Data curation processes will be critical for improving the reliability and characterizing the validity of these data to ensure fitness for use to answer study questions. While there is a growing diversity of PGHD being collected by different systems, many questions remain about what data curation initiatives could improve the quality and assess the validity of PGHD. As the FDA and other regulatory agencies consider how to leverage RWD to inform key decisions, standardized approaches for evaluating these data and curation processes to ensure their fitness for the intended use are necessary. This will require consistent and scalable approaches that can be systematically applied to track the life cycle of PGHD.

Ultimately, policy makers and data users will need to answer the question, “Does this data meet expectations for regulatory use?.” This will require well-documented processes related to data generation and provenance, as well as understanding what data quality checks were used to assess the data set’s fitness. In addition, an appropriate governance framework must be developed and enforced to protect individuals and ensure that healthcare delivery is tailored to the characteristics and values of the target communities. The big data approach (Wyber et al. 2015) could be associated with health data that are owned by patients; robust governance processes that have been developed to ensure respect of values and principles in the use of data, with an emphasis on risk minimization; data that are aggregated automatically, with little effort and decreasing cost; interoperability standards that allow data to be seamlessly pooled and connected; laws that, while establishing adequate safeguards, allow the sharing and pooling of anonymized data in real time; and data that are presented in a usable format to patients, healthcare providers, entrepreneurs, and policy makers.

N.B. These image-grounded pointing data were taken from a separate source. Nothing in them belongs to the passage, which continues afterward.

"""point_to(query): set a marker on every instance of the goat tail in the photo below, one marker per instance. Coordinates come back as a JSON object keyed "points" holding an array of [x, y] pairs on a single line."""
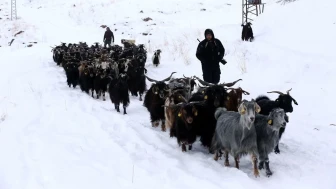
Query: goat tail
{"points": [[219, 112]]}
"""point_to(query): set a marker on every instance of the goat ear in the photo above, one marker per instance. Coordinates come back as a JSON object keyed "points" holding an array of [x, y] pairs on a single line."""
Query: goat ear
{"points": [[286, 118], [154, 90], [241, 109], [257, 108], [294, 101], [179, 114]]}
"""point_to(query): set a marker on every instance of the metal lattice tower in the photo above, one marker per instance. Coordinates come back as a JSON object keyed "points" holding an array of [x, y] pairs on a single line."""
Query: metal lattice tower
{"points": [[254, 7], [13, 10]]}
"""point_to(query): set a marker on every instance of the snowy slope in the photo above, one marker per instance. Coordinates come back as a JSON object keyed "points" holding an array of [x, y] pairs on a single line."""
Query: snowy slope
{"points": [[54, 137]]}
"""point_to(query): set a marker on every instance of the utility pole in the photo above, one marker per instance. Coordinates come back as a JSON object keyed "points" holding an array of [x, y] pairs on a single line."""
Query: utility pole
{"points": [[13, 10]]}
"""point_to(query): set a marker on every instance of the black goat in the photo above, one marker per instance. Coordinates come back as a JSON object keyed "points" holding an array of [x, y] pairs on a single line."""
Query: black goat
{"points": [[267, 129], [247, 33], [137, 79], [214, 96], [72, 74], [176, 96], [118, 90], [187, 83], [100, 82], [156, 58], [86, 80], [284, 101], [183, 123], [155, 99]]}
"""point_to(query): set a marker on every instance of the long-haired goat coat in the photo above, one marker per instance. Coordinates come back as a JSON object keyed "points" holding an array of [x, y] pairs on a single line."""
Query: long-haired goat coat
{"points": [[156, 57], [247, 33]]}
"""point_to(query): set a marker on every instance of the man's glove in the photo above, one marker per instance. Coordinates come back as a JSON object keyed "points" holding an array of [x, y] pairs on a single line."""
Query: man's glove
{"points": [[223, 61]]}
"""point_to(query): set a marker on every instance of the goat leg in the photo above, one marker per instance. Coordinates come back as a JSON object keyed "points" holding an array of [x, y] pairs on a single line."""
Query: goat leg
{"points": [[155, 123], [216, 156], [220, 153], [255, 166], [117, 107], [226, 159], [276, 149], [97, 94], [124, 110], [268, 170], [163, 126], [184, 148], [261, 165], [237, 162]]}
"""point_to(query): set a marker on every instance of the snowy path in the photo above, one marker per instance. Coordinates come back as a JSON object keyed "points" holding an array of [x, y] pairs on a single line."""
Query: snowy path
{"points": [[54, 137]]}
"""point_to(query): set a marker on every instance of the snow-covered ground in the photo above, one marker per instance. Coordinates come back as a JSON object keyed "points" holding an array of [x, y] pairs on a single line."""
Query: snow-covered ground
{"points": [[54, 137]]}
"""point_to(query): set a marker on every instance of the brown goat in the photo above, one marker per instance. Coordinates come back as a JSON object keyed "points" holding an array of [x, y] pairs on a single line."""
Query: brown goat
{"points": [[175, 98], [234, 98], [183, 124]]}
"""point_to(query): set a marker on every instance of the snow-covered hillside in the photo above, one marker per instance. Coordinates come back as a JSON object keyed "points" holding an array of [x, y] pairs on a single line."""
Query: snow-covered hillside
{"points": [[54, 137]]}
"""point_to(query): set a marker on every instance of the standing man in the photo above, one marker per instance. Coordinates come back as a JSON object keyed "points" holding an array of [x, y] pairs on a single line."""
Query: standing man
{"points": [[108, 37], [210, 52]]}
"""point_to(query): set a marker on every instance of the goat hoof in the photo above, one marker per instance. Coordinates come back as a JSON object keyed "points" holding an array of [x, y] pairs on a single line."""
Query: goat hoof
{"points": [[184, 148], [261, 166], [269, 173], [256, 173]]}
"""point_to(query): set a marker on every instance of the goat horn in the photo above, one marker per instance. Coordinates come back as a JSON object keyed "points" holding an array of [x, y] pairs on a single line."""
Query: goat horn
{"points": [[204, 82], [174, 105], [294, 101], [288, 91], [230, 84], [197, 102], [151, 80], [186, 77], [278, 92], [245, 92], [168, 78]]}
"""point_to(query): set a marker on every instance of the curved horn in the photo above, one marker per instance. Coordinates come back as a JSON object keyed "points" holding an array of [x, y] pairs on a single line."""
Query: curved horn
{"points": [[278, 92], [204, 82], [294, 101], [288, 91], [230, 84], [174, 105], [186, 77], [151, 80], [245, 92], [197, 102], [168, 78]]}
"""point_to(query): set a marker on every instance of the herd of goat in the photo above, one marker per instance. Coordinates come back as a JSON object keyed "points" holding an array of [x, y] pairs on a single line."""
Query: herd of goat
{"points": [[216, 113]]}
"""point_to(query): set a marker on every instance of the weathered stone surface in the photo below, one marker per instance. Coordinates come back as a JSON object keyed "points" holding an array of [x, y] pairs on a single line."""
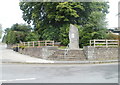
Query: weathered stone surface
{"points": [[94, 53], [73, 37]]}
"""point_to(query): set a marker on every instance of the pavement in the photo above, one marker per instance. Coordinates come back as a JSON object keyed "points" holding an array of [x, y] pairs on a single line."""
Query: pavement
{"points": [[10, 56]]}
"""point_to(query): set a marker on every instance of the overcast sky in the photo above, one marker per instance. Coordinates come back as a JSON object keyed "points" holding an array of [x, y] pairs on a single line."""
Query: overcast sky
{"points": [[10, 13]]}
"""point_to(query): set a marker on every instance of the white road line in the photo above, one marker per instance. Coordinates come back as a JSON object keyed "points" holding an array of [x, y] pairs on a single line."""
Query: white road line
{"points": [[17, 79]]}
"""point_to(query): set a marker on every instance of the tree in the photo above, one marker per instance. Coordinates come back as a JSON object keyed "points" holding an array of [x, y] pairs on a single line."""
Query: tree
{"points": [[52, 19]]}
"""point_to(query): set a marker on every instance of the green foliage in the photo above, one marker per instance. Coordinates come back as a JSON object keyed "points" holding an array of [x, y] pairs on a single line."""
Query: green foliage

Clearly the path to ensuring the sustainability of RWD usage to address challenging GH problems is not straightforward. Nonetheless, there should be great optimism that this effort can be moved forward with confidence. It will require leadership from key GH stakeholders and a willingness from relevant governments to invest in infrastructure improvements while providing shared access to RWD sources. Data standards and broad transparency consideration are essential along with good communication. Some centralization of governance of such data with an “honest broker” model would also be helpful. The commercialization of RWD is well on the way to providing high-quality sources for commercial interests. While much of these efforts are currently dominated with data from HICs, one would hope that LMIC data will eventually represent a meaningful portion of these sources in the future. It should also be appreciated that these companies (CROs mostly) should move beyond the “use at your own risk” moniker and facilitate realistic solutions to data quality concerns. These are all solvable issues, and there is every expectation that future review of RWD analyses for GH solutions represents a significant advance to current efforts.